J’ai réappris à vivre avec les Indiens. J’ai réappris que nous étions Nature, ce que nous avons oublié. Nous sommes tellement des êtres urbains que nous avons oublié que nous faisions partie de la nature, que nous sommes des animaux comme les autres, que nous vivons autour de la Terre, du sable, de l’eau, des feuilles, des autres animaux. C’est une leçon car les Indiens s’identifient totalement à la nature, ils sont la Nature. Et en même temps, ils sont comme nous. Nous avons les mêmes préoccupations, les mêmes principes essentiels. Ils aiment de la même façon, ils ont la même solidarité, le même esprit communautaire. Tout ce qui est important pour nous, l’est pour les Indiens. Tout ce que nous avons d’essentiel dans notre société, les Indiens l’ont. Nous appartenons à la même espèce, il n’y a pas de différence.

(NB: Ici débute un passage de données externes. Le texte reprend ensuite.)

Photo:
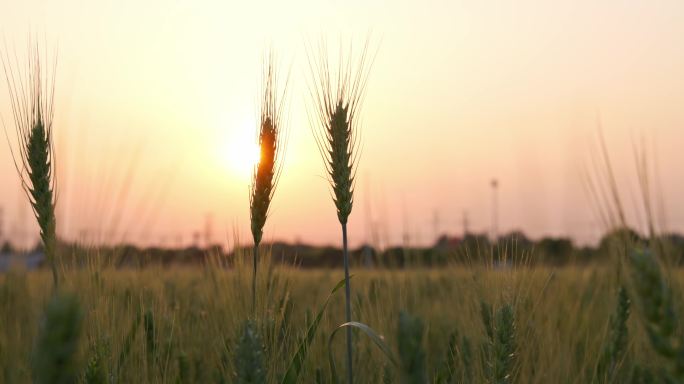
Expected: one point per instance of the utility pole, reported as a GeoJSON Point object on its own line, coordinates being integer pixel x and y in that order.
{"type": "Point", "coordinates": [495, 209]}
{"type": "Point", "coordinates": [2, 222]}
{"type": "Point", "coordinates": [466, 224]}
{"type": "Point", "coordinates": [208, 224]}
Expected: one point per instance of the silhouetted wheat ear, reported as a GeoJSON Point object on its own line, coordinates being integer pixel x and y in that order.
{"type": "Point", "coordinates": [32, 103]}
{"type": "Point", "coordinates": [337, 99]}
{"type": "Point", "coordinates": [267, 171]}
{"type": "Point", "coordinates": [341, 165]}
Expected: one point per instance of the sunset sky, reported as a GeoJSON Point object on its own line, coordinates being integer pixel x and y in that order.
{"type": "Point", "coordinates": [155, 110]}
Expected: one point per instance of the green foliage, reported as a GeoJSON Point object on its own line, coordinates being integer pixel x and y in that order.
{"type": "Point", "coordinates": [54, 355]}
{"type": "Point", "coordinates": [500, 351]}
{"type": "Point", "coordinates": [249, 357]}
{"type": "Point", "coordinates": [294, 369]}
{"type": "Point", "coordinates": [616, 346]}
{"type": "Point", "coordinates": [411, 352]}
{"type": "Point", "coordinates": [96, 370]}
{"type": "Point", "coordinates": [655, 303]}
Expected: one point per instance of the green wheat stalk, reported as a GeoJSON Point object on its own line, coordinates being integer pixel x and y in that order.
{"type": "Point", "coordinates": [31, 100]}
{"type": "Point", "coordinates": [54, 356]}
{"type": "Point", "coordinates": [656, 305]}
{"type": "Point", "coordinates": [337, 100]}
{"type": "Point", "coordinates": [267, 171]}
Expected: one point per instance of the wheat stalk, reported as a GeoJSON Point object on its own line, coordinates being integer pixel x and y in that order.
{"type": "Point", "coordinates": [267, 171]}
{"type": "Point", "coordinates": [337, 100]}
{"type": "Point", "coordinates": [32, 110]}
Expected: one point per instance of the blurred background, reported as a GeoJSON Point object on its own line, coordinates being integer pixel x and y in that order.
{"type": "Point", "coordinates": [156, 105]}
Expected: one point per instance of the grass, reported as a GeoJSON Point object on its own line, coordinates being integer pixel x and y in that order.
{"type": "Point", "coordinates": [199, 323]}
{"type": "Point", "coordinates": [501, 321]}
{"type": "Point", "coordinates": [337, 94]}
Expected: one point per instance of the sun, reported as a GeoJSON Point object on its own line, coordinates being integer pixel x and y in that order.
{"type": "Point", "coordinates": [241, 152]}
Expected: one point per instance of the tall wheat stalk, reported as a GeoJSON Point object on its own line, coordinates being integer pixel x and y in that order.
{"type": "Point", "coordinates": [32, 109]}
{"type": "Point", "coordinates": [267, 171]}
{"type": "Point", "coordinates": [337, 99]}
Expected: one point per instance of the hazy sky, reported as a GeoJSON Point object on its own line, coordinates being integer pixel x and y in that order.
{"type": "Point", "coordinates": [156, 101]}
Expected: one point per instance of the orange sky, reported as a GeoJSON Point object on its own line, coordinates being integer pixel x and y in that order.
{"type": "Point", "coordinates": [156, 99]}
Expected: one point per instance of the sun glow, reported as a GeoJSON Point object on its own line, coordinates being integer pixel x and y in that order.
{"type": "Point", "coordinates": [241, 152]}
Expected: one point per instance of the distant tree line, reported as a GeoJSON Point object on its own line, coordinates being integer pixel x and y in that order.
{"type": "Point", "coordinates": [513, 247]}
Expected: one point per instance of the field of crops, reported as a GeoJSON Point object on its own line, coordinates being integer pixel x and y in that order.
{"type": "Point", "coordinates": [453, 325]}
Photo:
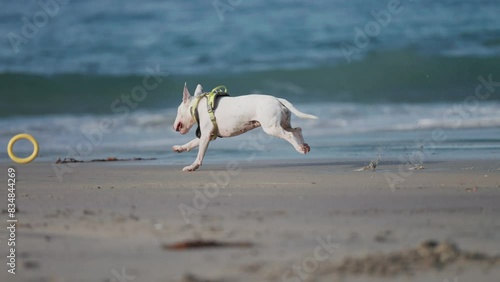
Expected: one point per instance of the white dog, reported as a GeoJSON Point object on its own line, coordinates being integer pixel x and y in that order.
{"type": "Point", "coordinates": [233, 116]}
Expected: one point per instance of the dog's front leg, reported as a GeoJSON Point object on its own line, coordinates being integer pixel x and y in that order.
{"type": "Point", "coordinates": [203, 143]}
{"type": "Point", "coordinates": [186, 147]}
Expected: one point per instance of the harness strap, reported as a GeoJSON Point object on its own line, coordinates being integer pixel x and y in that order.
{"type": "Point", "coordinates": [211, 99]}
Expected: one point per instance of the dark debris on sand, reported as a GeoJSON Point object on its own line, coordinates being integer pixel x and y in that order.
{"type": "Point", "coordinates": [198, 244]}
{"type": "Point", "coordinates": [430, 255]}
{"type": "Point", "coordinates": [110, 159]}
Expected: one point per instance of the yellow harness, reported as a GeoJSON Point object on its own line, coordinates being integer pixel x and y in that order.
{"type": "Point", "coordinates": [211, 96]}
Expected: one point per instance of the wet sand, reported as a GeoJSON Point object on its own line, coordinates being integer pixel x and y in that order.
{"type": "Point", "coordinates": [298, 222]}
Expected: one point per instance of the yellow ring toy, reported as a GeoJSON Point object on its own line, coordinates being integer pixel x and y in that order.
{"type": "Point", "coordinates": [17, 138]}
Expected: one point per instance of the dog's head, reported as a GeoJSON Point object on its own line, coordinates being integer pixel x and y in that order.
{"type": "Point", "coordinates": [184, 121]}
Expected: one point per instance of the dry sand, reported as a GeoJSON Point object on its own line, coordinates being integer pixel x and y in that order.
{"type": "Point", "coordinates": [280, 221]}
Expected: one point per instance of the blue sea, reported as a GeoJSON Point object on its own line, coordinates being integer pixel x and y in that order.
{"type": "Point", "coordinates": [388, 79]}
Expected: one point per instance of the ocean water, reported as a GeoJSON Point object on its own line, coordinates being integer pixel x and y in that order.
{"type": "Point", "coordinates": [388, 79]}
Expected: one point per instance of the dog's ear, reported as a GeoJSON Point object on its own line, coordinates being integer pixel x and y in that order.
{"type": "Point", "coordinates": [185, 94]}
{"type": "Point", "coordinates": [198, 91]}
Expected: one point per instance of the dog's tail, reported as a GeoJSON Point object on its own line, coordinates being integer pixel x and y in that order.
{"type": "Point", "coordinates": [294, 110]}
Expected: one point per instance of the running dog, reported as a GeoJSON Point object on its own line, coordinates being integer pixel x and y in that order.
{"type": "Point", "coordinates": [227, 116]}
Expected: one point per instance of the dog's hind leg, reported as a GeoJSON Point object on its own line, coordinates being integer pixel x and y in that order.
{"type": "Point", "coordinates": [292, 135]}
{"type": "Point", "coordinates": [186, 147]}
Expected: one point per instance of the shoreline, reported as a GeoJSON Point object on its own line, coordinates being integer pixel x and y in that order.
{"type": "Point", "coordinates": [105, 217]}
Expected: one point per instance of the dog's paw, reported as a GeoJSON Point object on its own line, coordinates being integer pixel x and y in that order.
{"type": "Point", "coordinates": [178, 149]}
{"type": "Point", "coordinates": [304, 148]}
{"type": "Point", "coordinates": [192, 167]}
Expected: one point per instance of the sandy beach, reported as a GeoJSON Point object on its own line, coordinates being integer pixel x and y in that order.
{"type": "Point", "coordinates": [299, 221]}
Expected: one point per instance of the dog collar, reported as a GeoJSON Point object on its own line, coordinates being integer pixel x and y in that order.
{"type": "Point", "coordinates": [211, 96]}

A. : Avez-vous des exemples ?

S. : Pour se soigner, ils ont des antibiotiques, des anti-inflammatoires qui sont issus des arbres. Aussi, on pense souvent qu’il n’existe qu’un seul chaman dans ces communauté, mais il y a différents types de chamans : celui qui chante, celui qui est spécialisé dans le jus d’écorce, celui qui communique avec l’au-delà. Il peut y avoir 7/8 chamans différents dans une tribu. Les chamans représentent la super structure d’une tribu.

 

Toutes les lois que nous avons existent aussi chez les Indiens. Par exemple, les lois de la balistique sont maîtrisées par les Indiens. En fonction des plumes ou de la pointe de la flèche, ils savent calculer la trajectoire et l’endroit où tombera la flèche pendant la chasse. C’est un confort de savoir que lors de ces expéditions, je retourne dans mon histoire que je viens consulter. Pour moi, c’est grandiose !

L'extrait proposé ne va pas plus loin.